Regular Expressions

An experiment in Jupyter slides.

J. Roberts

$E = mc^2$

Regular expressions built in via the re module. Super simple example:



In [7]:

    
import re
match = re.search(r'\d+', r'abc123def')  # note the "r" prefix
print match.span() # what do the numbers represent?









    



(3, 6)

Special Sequences

Several, special keys are used for sequences of importance in the re module.

name	description
`\d`	any digit, i.e., `[0-9]`
`\D`	any non-digit, i.e., `[^0-9]`
`\s`	any whitespace, i.e., `[ \t\n\r\f\v]`
`\S`	any non-whitespace, i.e., `[^ \t\n\r\f\v]`
`\w`	alphanumeric, i.e., `[a-zA-Z0-9_]`
`\W`	non alphanumeric, i.e., `[^ a-zA-Z0-9_]`

Metacharacters

Several, special "metacharacters" are used to define regular expressions with the re module.

name	description
`.`	any character but `\n`
`^`	match at beginning or class complement
`$`	match at ending
`*`	match 0 or more times
`?`	match 0 or 1 times
`\`	escape character
`\|`	"or"
`[]`	defines character class, e.g., `[a-z]`
`{}`	for repeated qualifier, e.g., `ab{2,3}`
`()`	for groups

Example 1

Consider the pattern ca*t.
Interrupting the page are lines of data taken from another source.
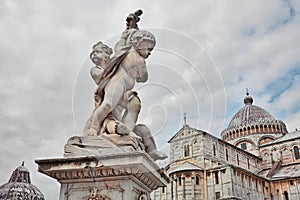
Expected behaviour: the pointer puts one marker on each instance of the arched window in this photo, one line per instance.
(197, 180)
(214, 150)
(186, 149)
(286, 195)
(227, 156)
(296, 152)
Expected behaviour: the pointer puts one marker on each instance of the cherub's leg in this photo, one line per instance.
(113, 95)
(87, 125)
(144, 132)
(131, 114)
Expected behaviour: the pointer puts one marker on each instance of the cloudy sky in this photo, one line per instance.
(207, 53)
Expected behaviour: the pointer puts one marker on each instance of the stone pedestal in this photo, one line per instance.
(112, 174)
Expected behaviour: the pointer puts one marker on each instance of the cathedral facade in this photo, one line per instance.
(256, 158)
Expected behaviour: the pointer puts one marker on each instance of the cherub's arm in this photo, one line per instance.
(142, 73)
(96, 73)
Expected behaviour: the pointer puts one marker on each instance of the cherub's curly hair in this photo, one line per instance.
(140, 36)
(105, 48)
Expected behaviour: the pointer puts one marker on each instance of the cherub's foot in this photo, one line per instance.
(121, 129)
(92, 132)
(132, 134)
(158, 155)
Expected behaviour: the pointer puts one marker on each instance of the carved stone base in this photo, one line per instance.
(101, 145)
(125, 175)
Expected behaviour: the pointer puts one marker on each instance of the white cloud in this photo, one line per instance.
(44, 44)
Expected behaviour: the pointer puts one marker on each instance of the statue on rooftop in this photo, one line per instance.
(117, 106)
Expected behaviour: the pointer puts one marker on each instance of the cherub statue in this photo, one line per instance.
(119, 77)
(116, 106)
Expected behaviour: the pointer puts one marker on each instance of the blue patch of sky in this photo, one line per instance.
(250, 31)
(279, 86)
(286, 20)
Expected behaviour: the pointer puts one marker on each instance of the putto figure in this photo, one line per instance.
(117, 106)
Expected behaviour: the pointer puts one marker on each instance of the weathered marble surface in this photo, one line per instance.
(127, 176)
(101, 145)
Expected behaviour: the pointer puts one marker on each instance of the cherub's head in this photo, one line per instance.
(100, 54)
(143, 42)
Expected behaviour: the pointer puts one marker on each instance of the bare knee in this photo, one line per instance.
(105, 107)
(135, 104)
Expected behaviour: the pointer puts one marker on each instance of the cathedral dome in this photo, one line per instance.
(252, 119)
(19, 186)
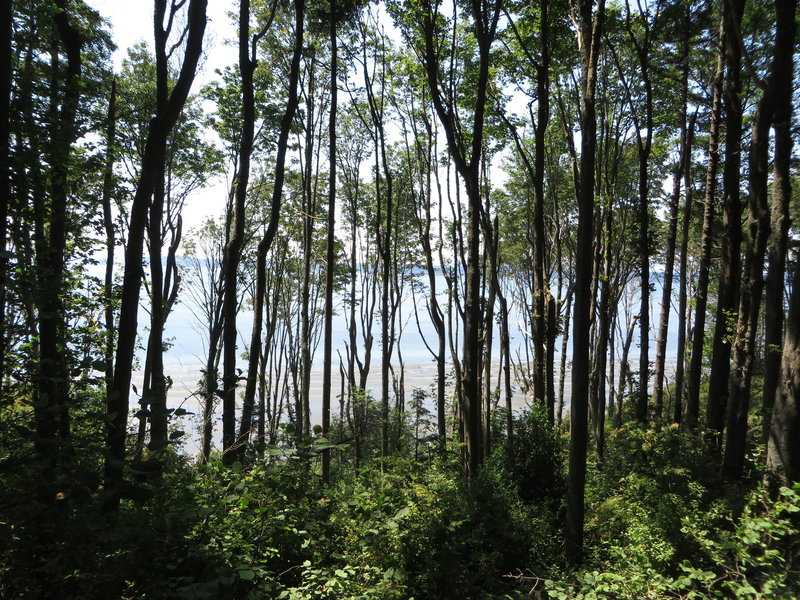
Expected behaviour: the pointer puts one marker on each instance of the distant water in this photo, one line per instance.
(185, 356)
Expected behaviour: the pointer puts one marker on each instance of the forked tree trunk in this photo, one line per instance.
(778, 241)
(730, 260)
(698, 338)
(589, 35)
(154, 155)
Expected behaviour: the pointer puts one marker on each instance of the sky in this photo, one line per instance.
(131, 22)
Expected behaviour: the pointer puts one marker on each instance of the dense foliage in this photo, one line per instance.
(557, 238)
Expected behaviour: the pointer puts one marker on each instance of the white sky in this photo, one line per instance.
(131, 22)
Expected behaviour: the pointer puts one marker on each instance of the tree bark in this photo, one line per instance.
(52, 414)
(6, 69)
(589, 34)
(698, 337)
(155, 149)
(730, 261)
(778, 240)
(330, 256)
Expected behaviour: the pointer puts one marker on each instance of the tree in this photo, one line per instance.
(154, 156)
(730, 260)
(783, 454)
(275, 208)
(425, 28)
(590, 28)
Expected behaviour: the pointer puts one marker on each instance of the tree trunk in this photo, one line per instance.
(108, 225)
(6, 69)
(329, 251)
(672, 236)
(730, 261)
(589, 34)
(154, 154)
(698, 338)
(778, 241)
(265, 243)
(775, 106)
(51, 412)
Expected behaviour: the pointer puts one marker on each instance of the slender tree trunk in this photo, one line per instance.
(485, 19)
(266, 241)
(108, 225)
(330, 255)
(730, 262)
(775, 106)
(672, 237)
(589, 33)
(778, 246)
(52, 414)
(154, 154)
(698, 338)
(783, 443)
(680, 364)
(6, 70)
(541, 282)
(233, 248)
(564, 341)
(783, 446)
(752, 287)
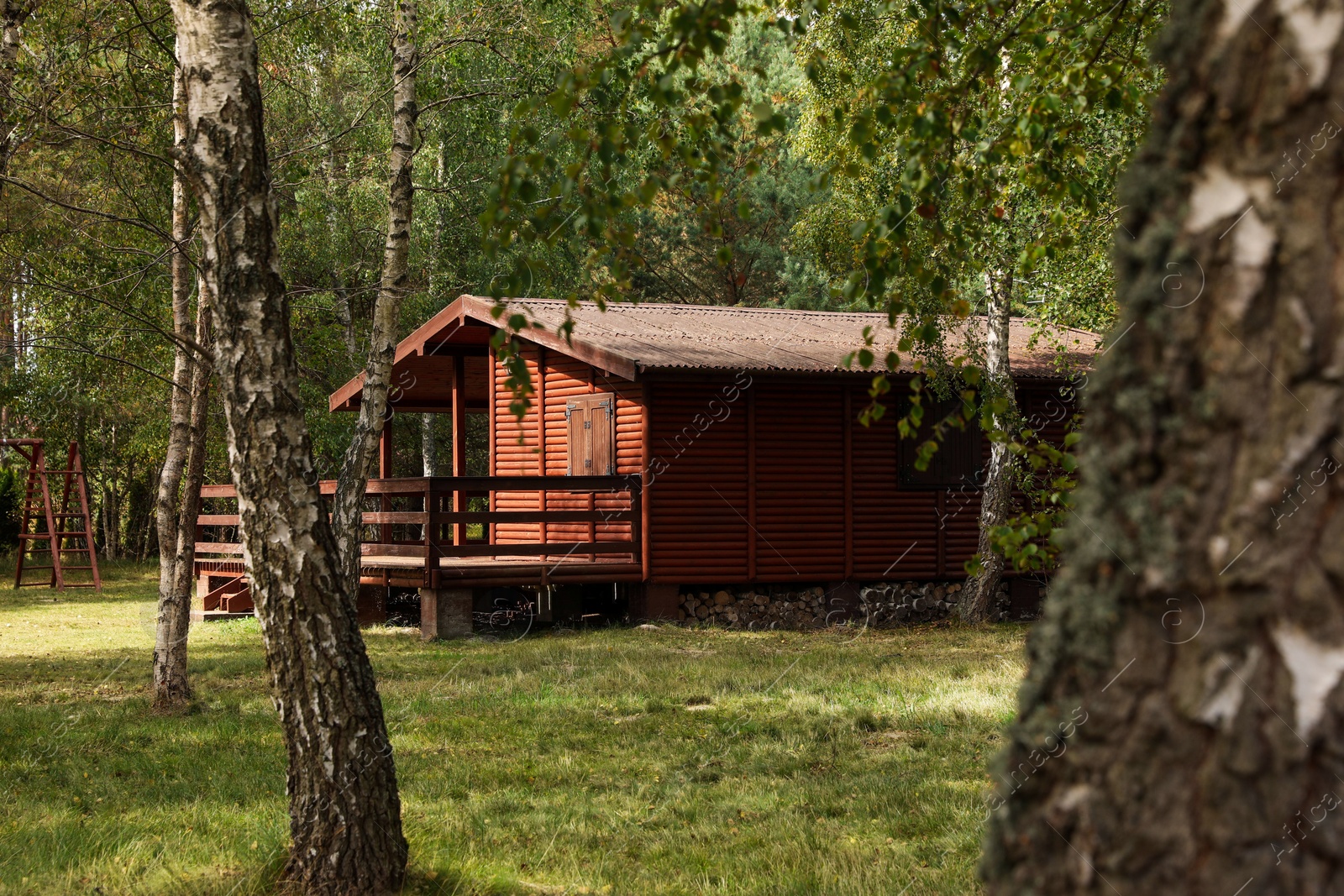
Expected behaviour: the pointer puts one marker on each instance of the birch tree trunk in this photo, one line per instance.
(362, 456)
(429, 450)
(1179, 727)
(996, 495)
(170, 667)
(342, 785)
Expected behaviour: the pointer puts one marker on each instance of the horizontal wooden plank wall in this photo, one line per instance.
(786, 437)
(559, 378)
(515, 457)
(894, 530)
(800, 503)
(698, 513)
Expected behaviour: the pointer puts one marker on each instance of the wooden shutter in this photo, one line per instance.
(602, 436)
(958, 464)
(575, 443)
(591, 423)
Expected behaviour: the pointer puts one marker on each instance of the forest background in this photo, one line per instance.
(85, 208)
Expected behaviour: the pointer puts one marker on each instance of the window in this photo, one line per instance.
(591, 421)
(958, 459)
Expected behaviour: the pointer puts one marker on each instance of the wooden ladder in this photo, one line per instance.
(45, 524)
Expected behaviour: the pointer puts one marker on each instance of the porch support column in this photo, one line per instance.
(445, 613)
(459, 441)
(385, 472)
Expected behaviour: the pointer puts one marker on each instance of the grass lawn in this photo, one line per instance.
(596, 762)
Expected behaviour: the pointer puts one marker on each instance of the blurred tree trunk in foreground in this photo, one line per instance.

Does it match the following? If so, what is the match?

ct
cat
caaat
go cats!



In [8]:

    
pattern = r'ca*t'
print re.match(pattern, r'ct').span()
print re.match(pattern, r'cat').span()
print re.match(pattern, r'caaat').span()
print re.match(pattern, r'go cats!')









    



(0, 2)
(0, 3)
(0, 5)
None

Example 2

How about this slight modification? Consider ca*[\w ]+t applied to catenkerous cat. Is it a match? How much?



In [9]:

    
print re.match(r'ca*[\w ]+t', r'catenkerous cat!').span()

This highlights the fact that * is greedy. In other words, it grabs as large a match as possible.

Now, for the fun stuff. Do

  cd /path/to/ME701_examples
  git pull

You should now have a new folder re with some fun, real-world data to munge!